Criticism was also heard from Canberra, with Fraser government foreign minister Tony Street warning that Israel’s actions would “exacerbate tensions in the region”.
Former Labor leader Kim Beazley went further, urging that Australian MPs visiting Israel should steer clear of the area for fear of extending “de facto recognition to the seizure and incorporation of the Golan”.
These denunciations were starkly similar in theme to a diplomatic tempest that erupted just six months earlier — in June 1981 — when Israeli F-16s bombed Iraq’s Osirak nuclear reactor on the outskirts of Baghdad.
Yet those very same critics of the 1981 Osirak raid became true believers in 1991 as they privately gave thanks during the first Gulf war that Israel had neutered Saddam Hussein’s nuclear ambitions.
And one wonders whether Beazley might have amended his views now that the headsmen of Islamic State have decapitated their way to within a few kilometres of Israel’s border on the Golan. The Middle East as we know it is disintegrating before our eyes as borders are redrawn in a welter of fire and blood.

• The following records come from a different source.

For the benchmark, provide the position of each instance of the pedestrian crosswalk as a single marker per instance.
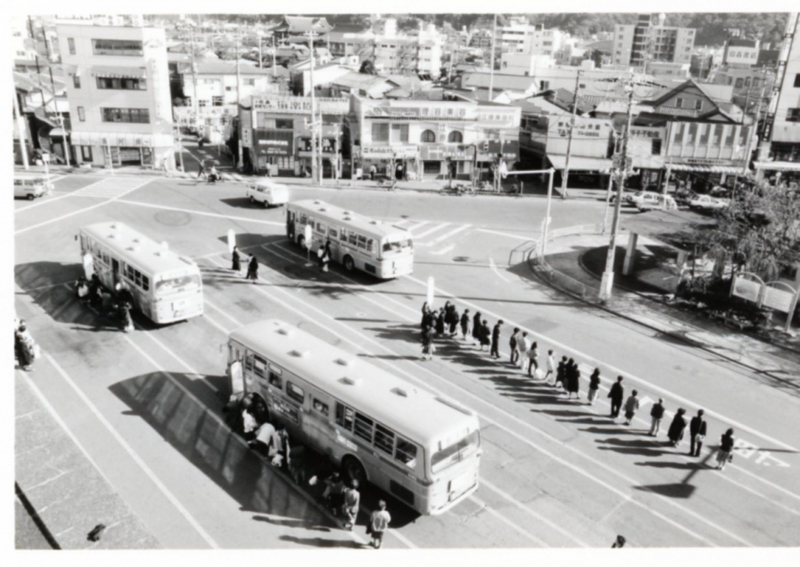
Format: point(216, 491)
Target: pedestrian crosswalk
point(429, 233)
point(112, 187)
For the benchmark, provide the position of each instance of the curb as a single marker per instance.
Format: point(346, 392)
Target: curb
point(688, 342)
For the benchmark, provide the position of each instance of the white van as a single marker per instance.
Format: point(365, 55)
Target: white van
point(31, 185)
point(267, 192)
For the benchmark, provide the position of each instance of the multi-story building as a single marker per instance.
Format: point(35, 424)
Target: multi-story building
point(650, 40)
point(119, 96)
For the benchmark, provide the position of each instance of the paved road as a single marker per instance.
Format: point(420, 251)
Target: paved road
point(558, 473)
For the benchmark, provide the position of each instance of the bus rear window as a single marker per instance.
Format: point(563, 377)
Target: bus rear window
point(449, 455)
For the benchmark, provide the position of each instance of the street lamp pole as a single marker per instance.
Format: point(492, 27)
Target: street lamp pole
point(607, 281)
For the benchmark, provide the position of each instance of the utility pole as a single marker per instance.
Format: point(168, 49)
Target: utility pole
point(565, 173)
point(607, 282)
point(491, 69)
point(238, 103)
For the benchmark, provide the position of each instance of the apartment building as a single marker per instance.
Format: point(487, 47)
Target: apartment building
point(119, 97)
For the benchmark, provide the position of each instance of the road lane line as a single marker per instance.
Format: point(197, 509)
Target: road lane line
point(151, 475)
point(200, 213)
point(427, 385)
point(613, 369)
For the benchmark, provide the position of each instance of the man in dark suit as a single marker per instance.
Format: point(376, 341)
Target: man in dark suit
point(697, 431)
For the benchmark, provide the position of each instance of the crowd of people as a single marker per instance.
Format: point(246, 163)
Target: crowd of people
point(565, 375)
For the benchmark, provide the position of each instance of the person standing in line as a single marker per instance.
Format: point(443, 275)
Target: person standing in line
point(496, 339)
point(725, 454)
point(697, 432)
point(551, 367)
point(656, 414)
point(350, 507)
point(379, 523)
point(477, 327)
point(631, 405)
point(513, 341)
point(616, 394)
point(236, 261)
point(252, 269)
point(533, 358)
point(465, 327)
point(573, 380)
point(594, 385)
point(677, 427)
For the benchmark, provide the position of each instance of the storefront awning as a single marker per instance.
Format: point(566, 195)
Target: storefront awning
point(120, 72)
point(577, 163)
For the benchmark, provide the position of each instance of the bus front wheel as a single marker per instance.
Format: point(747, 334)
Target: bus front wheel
point(354, 470)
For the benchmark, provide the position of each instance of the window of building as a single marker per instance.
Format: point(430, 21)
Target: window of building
point(108, 83)
point(380, 132)
point(131, 115)
point(117, 47)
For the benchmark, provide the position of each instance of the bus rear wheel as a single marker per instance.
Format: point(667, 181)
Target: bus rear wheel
point(354, 470)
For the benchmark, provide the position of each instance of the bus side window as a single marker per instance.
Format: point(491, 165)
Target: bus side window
point(320, 407)
point(344, 416)
point(406, 453)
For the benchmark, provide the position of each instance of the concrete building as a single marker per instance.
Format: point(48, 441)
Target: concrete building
point(650, 40)
point(119, 96)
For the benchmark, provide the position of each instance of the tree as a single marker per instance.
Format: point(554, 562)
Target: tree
point(759, 231)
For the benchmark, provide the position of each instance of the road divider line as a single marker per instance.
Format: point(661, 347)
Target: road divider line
point(138, 460)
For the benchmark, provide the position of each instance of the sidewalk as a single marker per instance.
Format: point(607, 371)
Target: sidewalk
point(577, 258)
point(62, 488)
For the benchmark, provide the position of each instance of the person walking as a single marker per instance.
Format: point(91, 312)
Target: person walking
point(477, 328)
point(465, 324)
point(496, 339)
point(551, 367)
point(350, 507)
point(512, 345)
point(631, 405)
point(252, 269)
point(379, 523)
point(697, 433)
point(236, 260)
point(725, 454)
point(573, 380)
point(616, 394)
point(533, 358)
point(594, 385)
point(677, 427)
point(656, 414)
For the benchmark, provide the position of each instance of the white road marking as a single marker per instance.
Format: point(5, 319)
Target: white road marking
point(427, 385)
point(150, 474)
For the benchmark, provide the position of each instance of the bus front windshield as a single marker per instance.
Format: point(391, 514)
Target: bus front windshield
point(178, 284)
point(454, 453)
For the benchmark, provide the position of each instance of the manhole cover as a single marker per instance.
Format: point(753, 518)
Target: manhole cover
point(173, 218)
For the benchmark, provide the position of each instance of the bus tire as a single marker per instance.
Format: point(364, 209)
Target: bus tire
point(352, 469)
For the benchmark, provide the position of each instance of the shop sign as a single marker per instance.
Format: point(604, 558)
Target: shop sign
point(388, 152)
point(301, 105)
point(274, 142)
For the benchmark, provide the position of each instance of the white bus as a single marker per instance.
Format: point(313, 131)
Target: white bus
point(423, 449)
point(357, 242)
point(166, 286)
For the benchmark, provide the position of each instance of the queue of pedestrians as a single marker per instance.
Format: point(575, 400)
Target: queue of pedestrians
point(524, 355)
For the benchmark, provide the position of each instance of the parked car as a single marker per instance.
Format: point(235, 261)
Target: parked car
point(661, 203)
point(267, 192)
point(707, 203)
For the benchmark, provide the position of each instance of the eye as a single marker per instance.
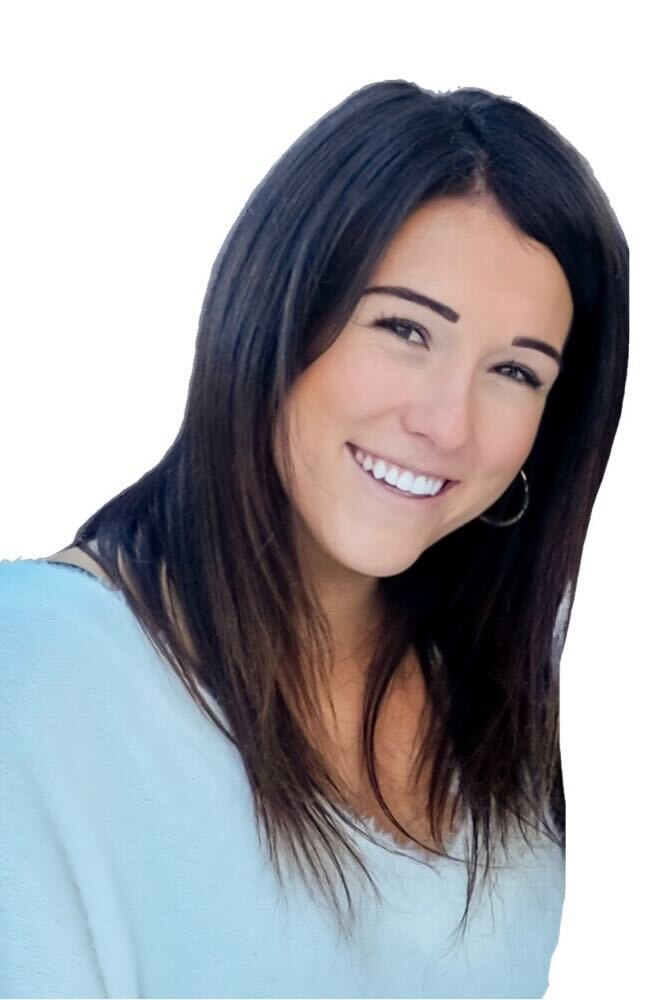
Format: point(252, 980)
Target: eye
point(395, 324)
point(527, 375)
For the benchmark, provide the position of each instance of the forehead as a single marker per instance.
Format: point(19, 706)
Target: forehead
point(467, 254)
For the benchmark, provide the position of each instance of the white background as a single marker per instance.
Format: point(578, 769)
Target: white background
point(132, 135)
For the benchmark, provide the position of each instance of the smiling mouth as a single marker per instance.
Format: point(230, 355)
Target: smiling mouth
point(394, 491)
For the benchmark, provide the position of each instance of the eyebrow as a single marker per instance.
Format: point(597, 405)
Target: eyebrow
point(401, 292)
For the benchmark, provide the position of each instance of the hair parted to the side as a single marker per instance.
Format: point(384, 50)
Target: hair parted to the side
point(211, 521)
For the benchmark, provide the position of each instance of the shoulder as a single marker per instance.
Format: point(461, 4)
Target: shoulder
point(64, 637)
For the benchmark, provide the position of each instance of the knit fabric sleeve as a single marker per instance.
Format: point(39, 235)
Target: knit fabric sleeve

The frontier between Iraq and Syria has been erased, with large swathes of both nations subsumed at gunpoint within the Islamic State’s so-called caliphate.
The religious war raging between Shia and Sunni Islam has spilled over into Lebanon and Yemen, while secular autocrats wage a desperate fight against home-grown jihadi insurgencies.

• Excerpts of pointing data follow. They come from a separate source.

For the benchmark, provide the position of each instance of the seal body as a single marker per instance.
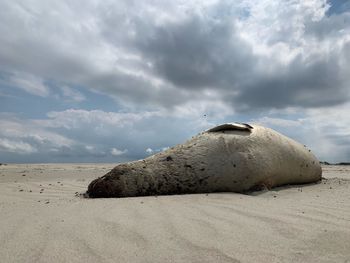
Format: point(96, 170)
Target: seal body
point(227, 158)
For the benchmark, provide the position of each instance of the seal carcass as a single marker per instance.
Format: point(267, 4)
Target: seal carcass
point(232, 157)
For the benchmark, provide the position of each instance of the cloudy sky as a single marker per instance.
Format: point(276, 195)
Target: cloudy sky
point(111, 81)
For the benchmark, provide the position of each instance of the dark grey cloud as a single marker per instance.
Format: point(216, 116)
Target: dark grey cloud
point(166, 54)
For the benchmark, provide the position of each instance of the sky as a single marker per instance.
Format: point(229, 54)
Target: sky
point(114, 81)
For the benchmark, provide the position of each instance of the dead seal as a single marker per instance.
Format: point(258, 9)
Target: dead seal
point(231, 157)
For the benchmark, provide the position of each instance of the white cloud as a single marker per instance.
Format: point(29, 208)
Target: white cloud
point(116, 152)
point(18, 147)
point(29, 83)
point(149, 151)
point(72, 95)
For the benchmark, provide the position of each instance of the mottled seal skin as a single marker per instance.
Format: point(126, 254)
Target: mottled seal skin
point(231, 157)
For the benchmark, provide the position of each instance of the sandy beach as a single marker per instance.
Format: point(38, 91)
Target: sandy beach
point(44, 219)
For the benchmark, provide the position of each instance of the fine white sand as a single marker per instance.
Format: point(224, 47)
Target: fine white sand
point(42, 220)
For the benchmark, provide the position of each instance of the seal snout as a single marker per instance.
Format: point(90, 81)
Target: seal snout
point(110, 185)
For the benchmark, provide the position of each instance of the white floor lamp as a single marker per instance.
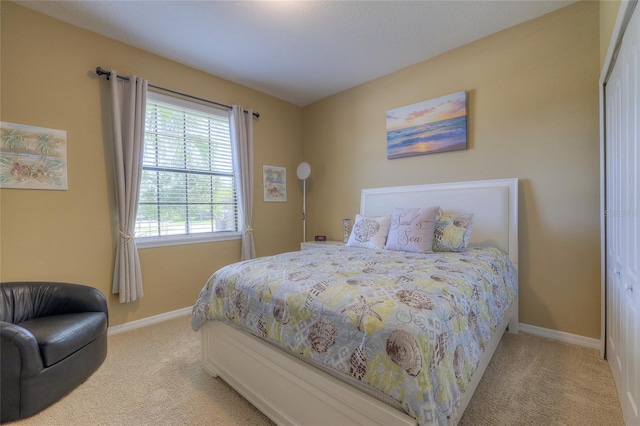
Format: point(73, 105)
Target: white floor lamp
point(303, 172)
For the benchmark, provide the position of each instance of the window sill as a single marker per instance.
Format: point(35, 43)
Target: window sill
point(152, 242)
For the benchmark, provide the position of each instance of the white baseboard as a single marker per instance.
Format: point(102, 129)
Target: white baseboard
point(561, 336)
point(148, 321)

No one can predict what the lay of the Middle East land will be once this internecine inferno ultimately burns itself out.
And this existential uncertainty is the prism through which observers should view Prime Minister Benjamin Netanyahu’s much maligned statement about Palestinian statehood.

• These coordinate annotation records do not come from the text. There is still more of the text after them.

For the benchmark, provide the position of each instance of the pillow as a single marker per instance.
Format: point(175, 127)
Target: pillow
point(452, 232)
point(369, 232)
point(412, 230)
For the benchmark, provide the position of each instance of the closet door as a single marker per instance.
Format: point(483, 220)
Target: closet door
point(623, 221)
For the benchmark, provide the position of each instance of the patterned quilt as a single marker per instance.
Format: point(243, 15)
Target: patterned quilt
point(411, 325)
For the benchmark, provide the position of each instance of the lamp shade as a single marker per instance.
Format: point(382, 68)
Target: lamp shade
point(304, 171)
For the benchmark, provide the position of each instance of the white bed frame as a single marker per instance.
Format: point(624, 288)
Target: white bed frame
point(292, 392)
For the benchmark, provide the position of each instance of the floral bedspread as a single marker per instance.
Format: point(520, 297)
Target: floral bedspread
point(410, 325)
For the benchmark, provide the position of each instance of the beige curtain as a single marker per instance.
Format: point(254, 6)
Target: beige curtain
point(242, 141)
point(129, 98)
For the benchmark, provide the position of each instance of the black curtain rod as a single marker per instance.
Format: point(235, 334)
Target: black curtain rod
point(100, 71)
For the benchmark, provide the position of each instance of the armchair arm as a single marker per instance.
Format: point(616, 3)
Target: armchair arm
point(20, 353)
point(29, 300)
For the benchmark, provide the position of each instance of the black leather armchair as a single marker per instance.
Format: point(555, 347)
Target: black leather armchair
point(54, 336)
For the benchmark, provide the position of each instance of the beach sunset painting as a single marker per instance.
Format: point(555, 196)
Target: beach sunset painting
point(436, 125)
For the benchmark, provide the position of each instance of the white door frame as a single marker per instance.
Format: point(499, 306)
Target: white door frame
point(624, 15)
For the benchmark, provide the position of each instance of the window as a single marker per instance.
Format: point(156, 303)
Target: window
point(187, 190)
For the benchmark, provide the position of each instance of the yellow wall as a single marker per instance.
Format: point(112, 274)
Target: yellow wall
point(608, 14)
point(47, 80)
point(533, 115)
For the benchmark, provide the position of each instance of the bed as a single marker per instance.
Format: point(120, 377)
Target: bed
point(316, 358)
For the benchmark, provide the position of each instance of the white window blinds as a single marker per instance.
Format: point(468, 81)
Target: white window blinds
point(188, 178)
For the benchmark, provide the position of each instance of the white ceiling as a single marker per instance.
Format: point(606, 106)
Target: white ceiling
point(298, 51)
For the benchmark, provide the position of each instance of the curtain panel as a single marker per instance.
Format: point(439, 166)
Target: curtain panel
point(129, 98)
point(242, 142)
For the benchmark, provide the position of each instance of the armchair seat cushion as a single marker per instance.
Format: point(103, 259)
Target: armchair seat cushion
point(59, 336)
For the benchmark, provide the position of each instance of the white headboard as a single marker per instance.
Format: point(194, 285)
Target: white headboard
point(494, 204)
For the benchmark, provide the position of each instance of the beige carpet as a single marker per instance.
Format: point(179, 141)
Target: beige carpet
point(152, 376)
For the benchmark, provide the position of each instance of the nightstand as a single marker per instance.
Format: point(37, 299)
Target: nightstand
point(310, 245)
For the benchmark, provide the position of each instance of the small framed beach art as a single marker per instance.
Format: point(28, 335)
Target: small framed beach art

The wisdom of what Netanyahu actually said — that establishing a Palestinian state would create “a base for attacks by radical Islam against Israel” — has been borne out by events.
This is precisely what occurred in the wake of Israel’s unilateral withdrawal from Gaza in 2005.
Yet the same old pundits and diplomats persist in dispensing the same old bromides, utterly unfazed by the ruinous implications of their past policy recommendations.
Retired ambassador Peter Rodgers exemplifies these purblind purveyors of sophistry with the sour mash of cherry-picked factoids and false allegations that appeared under his name on this page last Friday.
In his op-ed Rodgers dredges up uncorroborated third-hand assertions from anonymous sources to accuse Israel of callously refusing to prosecute the perpetrators of a despicable firebombing that killed a Palestinian family.
Never mind that Israeli authorities have imprisoned three suspected Jewish terrorists under administrative detention since that terrible crime.
Rodgers conveniently ignores the essential distinction between what intelligence agencies think they know and what’s provable in any court of law operating on principles of democracy.
Israel is blessed with a fiercely independent judiciary that is a stickler for the presumption of innocence and fair rules of evidence.
Or does Rodgers prefer a rush-to-judgment approach that jettisons such basic legal safeguards?
An immutable theme of classical Greek drama dictates that hubris is followed by Nemesis — the mythological goddess of retributive justice tasked with cutting the arrogant down to size.
But the political elites in distant Washington, Brussels and Canberra are well-insulated from any real-world consequences of the policies they espouse.
As the bloody waves of chaos lap against Israel’s borders, Prime Minister Netanyahu has every right to rebuff such hectoring and lecturing from afar.
After all, when the hollow hubris of theoreticians is laid bare by cruel Middle East reality, it’s the Israeli people who will end up at the pointy end of Nemesis.
Ted Lapkin is director of public affairs at the Zionist Federation of Australia.